En 2017, 11% de la population suisse souffraient d’obésité (surpoids excessif) et 31% de surpoids. L’excès de poids est ainsi devenu une maladie répandue, qui touche davantage les hommes (51%) que les femmes (33%). Le surpoids s’accroît avec l’âge, de sorte que la plus grande partie des personnes qui en souffrent se situent dans le groupe d’âge des 65 à 74 ans. Dès 35 ans, la moitié des hommes sont déjà en surpoids, voire obèses. 
Chez les femmes, ce sont les différences sociales qui sont frappantes: comparées aux femmes ayant achevé une formation du degré tertiaire, celles dont le niveau de formation est plus bas courent un risque 3,5 fois plus élevé de souffrir d’obésité et 1,9 fois plus élevé d’être en surpoids. 

Le nombre de personnes en surpoids ou obèses s’est stabilisé ces dernières années

Entre 1992 et 2017, la prévalence de l’obésité a doublé, passant de 5% à 11%. Durant la même période, la proportion des personnes en surpoids ou obèses a augmenté de 30% à 42%. Les chiffres ont enregistré une forte hausse surtout entre 1992 et 2002. Ces dernières années, ils se sont au contraire stabilisés, puisque la proportion des personnes en surpoids atteignait 41% en 2012.

La population est de plus en plus satisfaite de son poids

L’idéal de beauté, tel qu’il prévaut chez l’individu et au sein de la société, exerce une influence décisive sur le poids corporel.
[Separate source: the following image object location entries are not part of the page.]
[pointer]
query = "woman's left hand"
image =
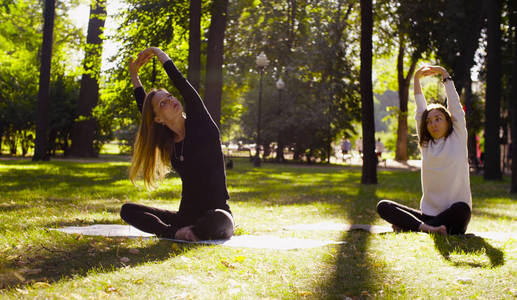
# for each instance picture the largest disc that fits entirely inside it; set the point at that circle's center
(434, 70)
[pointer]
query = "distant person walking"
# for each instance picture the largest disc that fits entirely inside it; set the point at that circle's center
(379, 148)
(346, 145)
(446, 203)
(359, 146)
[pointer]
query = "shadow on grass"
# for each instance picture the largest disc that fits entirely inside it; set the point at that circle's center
(354, 275)
(468, 250)
(82, 255)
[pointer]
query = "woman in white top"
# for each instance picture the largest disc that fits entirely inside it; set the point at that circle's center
(446, 202)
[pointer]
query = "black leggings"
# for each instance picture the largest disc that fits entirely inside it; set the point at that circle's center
(213, 225)
(455, 218)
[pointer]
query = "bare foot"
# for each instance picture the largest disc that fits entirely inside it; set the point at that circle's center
(433, 229)
(186, 233)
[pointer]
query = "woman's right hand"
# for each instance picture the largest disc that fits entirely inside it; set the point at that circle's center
(429, 71)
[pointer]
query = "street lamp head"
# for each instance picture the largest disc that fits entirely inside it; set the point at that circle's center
(280, 84)
(262, 61)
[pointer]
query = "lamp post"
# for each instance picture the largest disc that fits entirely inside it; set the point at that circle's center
(280, 147)
(262, 62)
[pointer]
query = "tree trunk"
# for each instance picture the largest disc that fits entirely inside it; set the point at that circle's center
(493, 94)
(194, 50)
(214, 59)
(369, 172)
(83, 132)
(41, 145)
(471, 140)
(401, 153)
(513, 108)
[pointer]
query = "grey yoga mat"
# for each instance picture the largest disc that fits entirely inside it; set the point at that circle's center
(239, 241)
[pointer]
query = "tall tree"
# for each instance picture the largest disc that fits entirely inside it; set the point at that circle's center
(41, 147)
(369, 172)
(214, 59)
(401, 153)
(194, 50)
(492, 160)
(513, 96)
(83, 132)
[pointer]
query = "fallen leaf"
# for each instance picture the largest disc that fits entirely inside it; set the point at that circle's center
(31, 271)
(240, 258)
(19, 276)
(110, 289)
(22, 291)
(134, 251)
(228, 264)
(41, 285)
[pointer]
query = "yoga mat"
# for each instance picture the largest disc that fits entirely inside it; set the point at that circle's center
(239, 241)
(500, 236)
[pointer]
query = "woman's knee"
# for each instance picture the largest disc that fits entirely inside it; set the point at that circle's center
(215, 224)
(461, 209)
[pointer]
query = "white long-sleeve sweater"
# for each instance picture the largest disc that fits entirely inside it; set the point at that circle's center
(445, 168)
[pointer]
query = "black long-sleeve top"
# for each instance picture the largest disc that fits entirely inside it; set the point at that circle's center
(202, 170)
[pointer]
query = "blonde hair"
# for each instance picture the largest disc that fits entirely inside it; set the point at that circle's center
(425, 136)
(153, 149)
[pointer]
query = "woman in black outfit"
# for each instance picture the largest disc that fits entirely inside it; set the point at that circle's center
(189, 141)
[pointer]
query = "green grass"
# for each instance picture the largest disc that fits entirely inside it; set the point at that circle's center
(36, 262)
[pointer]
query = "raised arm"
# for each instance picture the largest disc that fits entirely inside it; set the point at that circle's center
(194, 106)
(134, 67)
(421, 104)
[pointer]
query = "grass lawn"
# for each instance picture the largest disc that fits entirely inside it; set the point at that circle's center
(38, 263)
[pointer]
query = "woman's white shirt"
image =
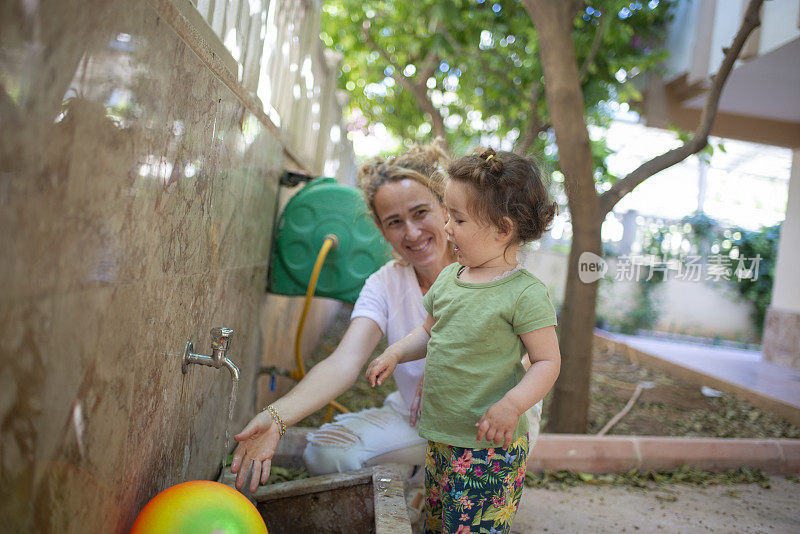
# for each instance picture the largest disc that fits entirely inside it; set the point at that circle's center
(392, 298)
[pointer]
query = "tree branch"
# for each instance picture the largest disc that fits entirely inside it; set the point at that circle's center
(428, 67)
(534, 125)
(596, 42)
(419, 90)
(700, 138)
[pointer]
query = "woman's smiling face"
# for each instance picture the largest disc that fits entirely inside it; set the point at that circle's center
(412, 221)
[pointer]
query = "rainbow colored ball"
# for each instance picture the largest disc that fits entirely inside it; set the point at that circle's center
(199, 507)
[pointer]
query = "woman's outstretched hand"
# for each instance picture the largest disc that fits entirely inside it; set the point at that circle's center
(498, 423)
(381, 368)
(257, 444)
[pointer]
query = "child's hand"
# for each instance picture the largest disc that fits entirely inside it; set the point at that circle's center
(498, 423)
(381, 368)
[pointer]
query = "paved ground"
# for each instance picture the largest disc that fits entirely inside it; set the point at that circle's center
(675, 508)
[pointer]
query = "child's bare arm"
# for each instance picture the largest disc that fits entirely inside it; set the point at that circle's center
(498, 423)
(412, 347)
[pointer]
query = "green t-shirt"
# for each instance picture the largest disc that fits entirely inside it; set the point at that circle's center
(474, 354)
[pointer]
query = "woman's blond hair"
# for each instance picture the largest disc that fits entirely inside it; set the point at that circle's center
(421, 163)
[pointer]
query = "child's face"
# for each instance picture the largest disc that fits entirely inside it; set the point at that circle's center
(412, 221)
(477, 243)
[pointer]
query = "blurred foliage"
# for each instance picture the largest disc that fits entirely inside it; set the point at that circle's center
(485, 74)
(646, 479)
(701, 235)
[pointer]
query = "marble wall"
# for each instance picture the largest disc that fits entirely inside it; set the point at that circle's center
(137, 196)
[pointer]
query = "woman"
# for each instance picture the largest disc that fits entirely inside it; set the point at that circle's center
(404, 195)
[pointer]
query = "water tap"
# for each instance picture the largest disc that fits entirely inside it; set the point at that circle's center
(220, 343)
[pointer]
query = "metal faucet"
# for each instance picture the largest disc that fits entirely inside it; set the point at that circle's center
(220, 342)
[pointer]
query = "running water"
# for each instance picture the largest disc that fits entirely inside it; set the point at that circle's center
(227, 426)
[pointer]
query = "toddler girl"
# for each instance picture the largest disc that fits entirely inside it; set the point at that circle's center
(484, 312)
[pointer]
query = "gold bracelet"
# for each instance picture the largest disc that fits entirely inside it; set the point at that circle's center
(277, 419)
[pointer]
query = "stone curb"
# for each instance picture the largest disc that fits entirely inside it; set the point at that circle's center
(614, 454)
(693, 376)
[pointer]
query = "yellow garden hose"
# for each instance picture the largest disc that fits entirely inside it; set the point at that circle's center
(330, 242)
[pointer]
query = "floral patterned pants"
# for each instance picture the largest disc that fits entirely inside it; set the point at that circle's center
(473, 490)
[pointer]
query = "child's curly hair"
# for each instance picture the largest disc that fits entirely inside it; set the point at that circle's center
(506, 185)
(421, 163)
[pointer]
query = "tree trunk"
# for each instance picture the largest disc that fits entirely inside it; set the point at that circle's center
(553, 21)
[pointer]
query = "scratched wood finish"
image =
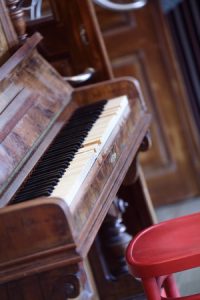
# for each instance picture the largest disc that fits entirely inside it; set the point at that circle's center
(8, 38)
(32, 96)
(56, 235)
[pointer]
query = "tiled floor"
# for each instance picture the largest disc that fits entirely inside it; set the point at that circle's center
(188, 281)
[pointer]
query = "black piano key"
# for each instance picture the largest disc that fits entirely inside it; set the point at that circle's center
(60, 153)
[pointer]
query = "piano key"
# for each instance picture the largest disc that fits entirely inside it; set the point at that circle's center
(93, 133)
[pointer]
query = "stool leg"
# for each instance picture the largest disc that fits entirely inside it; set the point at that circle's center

Les femmes sont ainsi 2,5 fois moins nombreuses à être satisfaites de leur poids que les hommes, indépendamment de l’indice de masse corporelle (IMC), de l’âge, de la formation et de la nationalité. Avec la multiplication du nombre de personnes en surpoids, la société se montre en outre plus tolérante face à cette problématique: entre 2007 et 2017, le nombre d’individus satisfaits de leur poids est passé de 48% à 64% parmi les personnes en surpoids et de 27% à 35% parmi les personnes obèses. Il n’en demeure pas moins que la grande majorité des personnes souffrant de surcharge pondérale souhaiteraient perdre du poids.

Répercussions de l’obésité sur la santé

L’obésité constitue un facteur de risque particulier de maladies non transmissibles, tels les troubles cardiovasculaires. Par rapport à des personnes de poids normal, celles qui sont obèses présentent plus souvent une hypertension artérielle (39% contre 10%), un taux de cholestérol élevé (22% contre 9%) et du diabète (12% contre 2%). Elles tendent également à souffrir plus souvent d’arthrose ou d’arthrite (25% contre 11%) et de bronchite chronique (7% contre 2%). 
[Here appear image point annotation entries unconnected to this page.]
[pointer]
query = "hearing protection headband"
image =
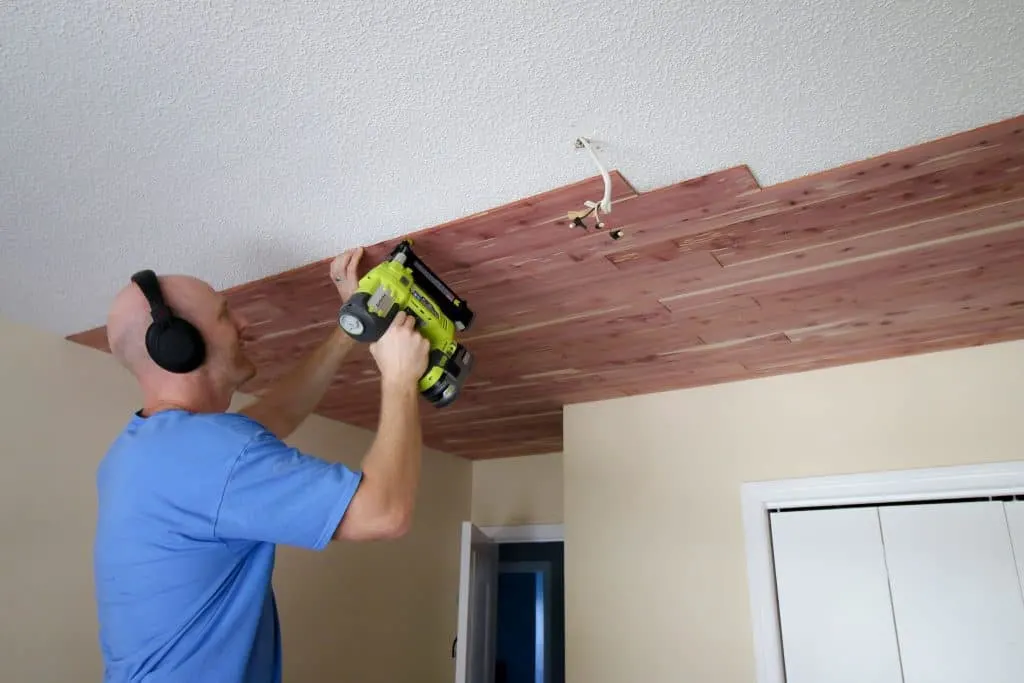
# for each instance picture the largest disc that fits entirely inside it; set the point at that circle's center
(173, 343)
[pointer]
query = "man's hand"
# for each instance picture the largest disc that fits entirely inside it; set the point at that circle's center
(401, 353)
(382, 507)
(344, 272)
(294, 396)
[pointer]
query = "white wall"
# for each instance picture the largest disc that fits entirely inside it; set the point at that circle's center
(383, 611)
(655, 567)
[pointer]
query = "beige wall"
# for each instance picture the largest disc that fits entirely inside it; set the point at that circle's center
(518, 491)
(655, 567)
(377, 612)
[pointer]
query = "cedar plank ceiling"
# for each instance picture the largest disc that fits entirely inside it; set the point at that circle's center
(715, 280)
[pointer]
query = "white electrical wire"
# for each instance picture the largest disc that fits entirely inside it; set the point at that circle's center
(605, 204)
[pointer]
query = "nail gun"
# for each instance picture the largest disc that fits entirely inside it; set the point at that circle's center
(402, 282)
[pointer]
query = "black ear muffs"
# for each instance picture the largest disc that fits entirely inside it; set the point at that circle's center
(173, 342)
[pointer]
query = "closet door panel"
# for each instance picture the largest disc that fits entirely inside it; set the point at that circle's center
(1015, 517)
(835, 609)
(955, 593)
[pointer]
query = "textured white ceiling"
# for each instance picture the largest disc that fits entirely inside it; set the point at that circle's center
(236, 139)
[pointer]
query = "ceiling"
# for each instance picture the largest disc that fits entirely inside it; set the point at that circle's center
(235, 140)
(714, 279)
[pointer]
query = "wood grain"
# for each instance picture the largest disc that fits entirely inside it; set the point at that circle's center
(713, 280)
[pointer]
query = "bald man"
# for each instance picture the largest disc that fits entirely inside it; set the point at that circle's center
(194, 500)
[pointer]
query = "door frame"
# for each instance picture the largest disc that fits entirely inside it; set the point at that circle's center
(759, 498)
(525, 532)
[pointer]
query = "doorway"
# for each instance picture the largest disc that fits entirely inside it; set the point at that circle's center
(511, 626)
(530, 615)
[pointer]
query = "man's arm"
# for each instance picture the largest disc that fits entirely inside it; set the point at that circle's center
(290, 400)
(382, 507)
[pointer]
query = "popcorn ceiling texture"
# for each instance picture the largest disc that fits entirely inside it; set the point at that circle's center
(233, 140)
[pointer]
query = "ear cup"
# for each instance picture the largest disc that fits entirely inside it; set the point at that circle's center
(175, 345)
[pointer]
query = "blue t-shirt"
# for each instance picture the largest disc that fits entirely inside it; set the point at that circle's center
(190, 509)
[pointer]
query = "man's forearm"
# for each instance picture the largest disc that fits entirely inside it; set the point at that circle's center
(391, 466)
(290, 400)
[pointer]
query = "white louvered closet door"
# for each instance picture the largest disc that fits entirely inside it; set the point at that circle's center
(955, 592)
(1015, 518)
(835, 610)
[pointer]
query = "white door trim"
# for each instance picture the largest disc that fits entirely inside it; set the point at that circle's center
(920, 484)
(525, 532)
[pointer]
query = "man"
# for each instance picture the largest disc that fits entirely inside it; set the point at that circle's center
(194, 500)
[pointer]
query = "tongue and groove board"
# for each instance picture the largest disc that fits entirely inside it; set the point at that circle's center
(714, 280)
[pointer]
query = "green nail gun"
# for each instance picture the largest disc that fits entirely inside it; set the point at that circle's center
(402, 282)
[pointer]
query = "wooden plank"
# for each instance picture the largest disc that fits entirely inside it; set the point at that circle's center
(714, 280)
(957, 191)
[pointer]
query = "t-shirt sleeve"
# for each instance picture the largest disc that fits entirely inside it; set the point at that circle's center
(276, 494)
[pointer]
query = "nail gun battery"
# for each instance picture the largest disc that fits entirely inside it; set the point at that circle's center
(453, 306)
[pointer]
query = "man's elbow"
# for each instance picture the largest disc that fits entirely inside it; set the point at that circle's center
(395, 524)
(376, 521)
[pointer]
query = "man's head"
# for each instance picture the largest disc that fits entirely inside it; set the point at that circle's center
(225, 366)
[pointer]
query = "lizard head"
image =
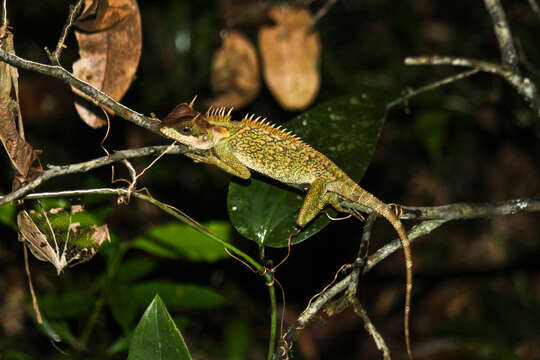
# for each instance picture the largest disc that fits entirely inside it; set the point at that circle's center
(186, 126)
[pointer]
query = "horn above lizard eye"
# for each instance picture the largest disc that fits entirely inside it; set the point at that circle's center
(186, 130)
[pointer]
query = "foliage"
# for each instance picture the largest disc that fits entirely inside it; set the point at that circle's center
(473, 140)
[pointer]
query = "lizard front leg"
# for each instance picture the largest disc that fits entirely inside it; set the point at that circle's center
(224, 163)
(316, 200)
(226, 160)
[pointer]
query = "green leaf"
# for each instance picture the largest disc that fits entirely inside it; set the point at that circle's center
(124, 301)
(156, 337)
(174, 241)
(178, 295)
(58, 331)
(7, 214)
(238, 339)
(14, 355)
(346, 130)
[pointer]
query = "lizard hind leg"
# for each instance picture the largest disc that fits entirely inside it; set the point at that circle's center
(334, 201)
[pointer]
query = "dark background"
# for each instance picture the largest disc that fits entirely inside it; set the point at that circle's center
(477, 282)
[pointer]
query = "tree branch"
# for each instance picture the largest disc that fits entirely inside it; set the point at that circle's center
(59, 170)
(438, 215)
(74, 10)
(523, 85)
(99, 98)
(504, 36)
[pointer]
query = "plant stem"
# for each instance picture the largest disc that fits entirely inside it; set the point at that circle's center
(273, 319)
(100, 302)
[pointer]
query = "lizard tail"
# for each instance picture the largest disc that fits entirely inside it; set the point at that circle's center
(363, 197)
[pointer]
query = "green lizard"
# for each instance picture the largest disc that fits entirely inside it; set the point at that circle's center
(238, 147)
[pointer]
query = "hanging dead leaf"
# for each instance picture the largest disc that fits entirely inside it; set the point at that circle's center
(8, 74)
(56, 237)
(21, 154)
(110, 42)
(290, 56)
(235, 72)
Une santé psychique altérée

Des corrélations ont également été observées avec la santé psychique. Les personnes obèses ressentent plus souvent des symptômes dépressifs (12% contre 8%) et une détresse psychologique (19% contre 15%) que les personnes de poids normal. De plus, elles sont plus nombreuses à faire état d’un faible soutien social (14% contre 8%).